Et cependant, frères, il me serait doux de me sentir la pourpre aux épaules, non pour m’en draper devant la foule, mais pour vivre plus largement sous le riche et superbe tissu. Il me serait doux d’être roi d’Asie, de rêver nuit et jour sur un lit de roses, dans une de ces féeriques demeures, harems de fleurs et de sultanes. Les bains de marbre aux fontaines parfumées, les galeries de chèvrefeuilles soutenus sur des treillages d’argent, les immenses salles aux plafonds semés d’étoiles, n’est-ce pas là le palais que les anges devraient bâtir pour chaque homme de vingt ans ? La jeunesse veut à son festin tout ce qui chante, tout ce qui rayonne. Lors du premier baiser, il faut que l’amante soit toute de dentelle et de bijoux, que la couche, portée par quatre fées d’or et de marbre, ait un ciel de pierreries et des toiles de satin.

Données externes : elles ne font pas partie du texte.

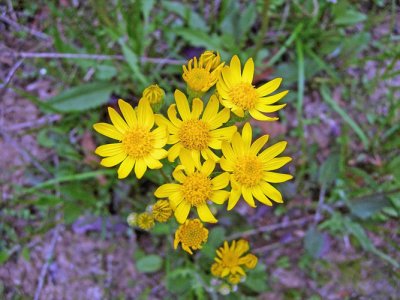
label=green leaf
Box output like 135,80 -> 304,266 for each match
136,254 -> 162,273
304,227 -> 324,258
318,153 -> 340,186
335,9 -> 367,25
48,82 -> 115,112
349,194 -> 390,220
320,85 -> 369,149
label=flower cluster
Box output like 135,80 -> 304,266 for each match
94,51 -> 292,284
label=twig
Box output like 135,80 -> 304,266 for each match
0,16 -> 52,41
4,52 -> 186,65
227,216 -> 314,240
33,225 -> 61,300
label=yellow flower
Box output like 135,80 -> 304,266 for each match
154,151 -> 229,224
151,200 -> 172,223
126,213 -> 137,227
217,55 -> 288,121
141,84 -> 165,110
182,57 -> 224,97
211,240 -> 257,283
174,219 -> 208,254
93,99 -> 168,179
137,212 -> 154,230
156,90 -> 237,161
200,50 -> 221,70
220,123 -> 292,210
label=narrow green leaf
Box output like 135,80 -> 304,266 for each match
47,82 -> 115,112
136,254 -> 162,273
320,85 -> 369,149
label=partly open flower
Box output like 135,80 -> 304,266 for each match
220,123 -> 292,210
154,151 -> 229,223
217,55 -> 288,121
211,240 -> 257,278
156,90 -> 237,161
141,84 -> 165,111
137,212 -> 154,230
200,50 -> 221,71
182,57 -> 224,97
174,219 -> 208,254
151,200 -> 172,223
93,99 -> 168,179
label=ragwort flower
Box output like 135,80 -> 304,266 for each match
151,200 -> 172,223
154,151 -> 229,224
174,219 -> 208,254
93,99 -> 168,179
182,57 -> 224,97
211,240 -> 257,278
217,55 -> 288,121
220,123 -> 292,210
156,90 -> 237,161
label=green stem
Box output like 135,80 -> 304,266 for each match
253,0 -> 269,60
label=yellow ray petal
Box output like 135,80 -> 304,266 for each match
263,156 -> 292,171
174,90 -> 191,121
137,98 -> 154,129
154,183 -> 180,198
118,99 -> 137,127
100,152 -> 126,167
108,107 -> 128,133
242,58 -> 254,84
211,172 -> 230,191
227,190 -> 241,210
263,172 -> 293,183
258,141 -> 287,163
211,191 -> 230,204
175,201 -> 191,224
118,156 -> 135,179
257,78 -> 282,97
197,204 -> 218,223
135,159 -> 147,179
192,98 -> 204,120
94,143 -> 124,157
93,123 -> 123,141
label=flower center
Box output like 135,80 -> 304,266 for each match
180,221 -> 208,248
178,120 -> 210,150
222,252 -> 239,268
182,172 -> 212,206
233,156 -> 263,187
184,68 -> 210,92
229,82 -> 259,110
122,127 -> 154,159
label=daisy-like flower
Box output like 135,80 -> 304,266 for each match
174,219 -> 208,255
154,151 -> 229,224
217,55 -> 288,121
137,212 -> 154,231
151,200 -> 172,223
93,99 -> 168,179
156,90 -> 237,161
211,240 -> 257,283
141,84 -> 165,111
220,123 -> 292,210
182,57 -> 224,97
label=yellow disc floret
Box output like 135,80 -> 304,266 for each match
174,219 -> 208,254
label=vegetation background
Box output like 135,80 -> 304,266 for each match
0,0 -> 400,299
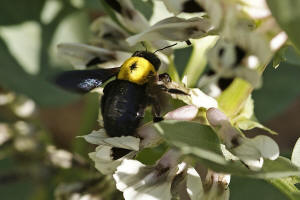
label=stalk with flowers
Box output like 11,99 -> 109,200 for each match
58,0 -> 300,200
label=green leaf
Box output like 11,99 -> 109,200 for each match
0,38 -> 78,106
135,143 -> 168,165
155,120 -> 226,165
253,63 -> 300,121
291,138 -> 300,167
285,46 -> 300,66
155,120 -> 300,179
131,0 -> 153,20
273,47 -> 287,69
229,176 -> 288,200
269,177 -> 300,200
0,0 -> 45,25
267,0 -> 300,52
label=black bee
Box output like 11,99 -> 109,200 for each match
56,47 -> 186,137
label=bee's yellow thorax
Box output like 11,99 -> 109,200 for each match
118,57 -> 156,85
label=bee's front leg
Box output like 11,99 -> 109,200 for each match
150,97 -> 164,123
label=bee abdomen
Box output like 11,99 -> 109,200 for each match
101,80 -> 147,137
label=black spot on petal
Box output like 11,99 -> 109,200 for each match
105,0 -> 122,13
182,0 -> 204,13
206,69 -> 216,76
86,57 -> 106,67
218,78 -> 233,91
111,147 -> 131,160
234,46 -> 246,66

Frères, frères, ne me grondez pas, je vais être sage. Je vais aimer mon grenier et ne plus songer à mes palais. Oh ! que la vie y serait jeune et passionnée !
Je travaille, j’espère. Je passe les journées devant ma petite table, quittant la plume pendant de longues heures pour caresser quelque blonde tête que l’encre souillerait. Puis, je reprends l’œuvre commencée, parant mes héroïnes des rayons de mes rêves. J’oublie la neige et l’armoire vide. Je vis je ne sais où, peut-être dans un nuage, peut-être dans le duvet d’un nid abandonné. Quand j’écris une phrase leste et coquettement drapée, je crois voir des anges et des aubépines en fleur.
J’ai la sainte gaieté du travail. Ah ! que j’étais fou d’être triste et que je me trompais en me croyant pauvre et seul ! Je ne sais plus ce qui me désolait. Hier, je crois, ma chambre était laide ; elle me sourit aujourd’hui. Je sens autour de moi des amis que je ne vois pas, mais qui sont en grand nombre et qui tous me tendent la main. Leur foule me cache les murs de mon réduit.
Va, pauvre petite table, lorsque la désespérance me touchera de son aile, je viendrai toujours m’asseoir devant toi et m’accouder sur la feuille blanche où mon rêve ne se fixe qu’après m’avoir rendu le sourire.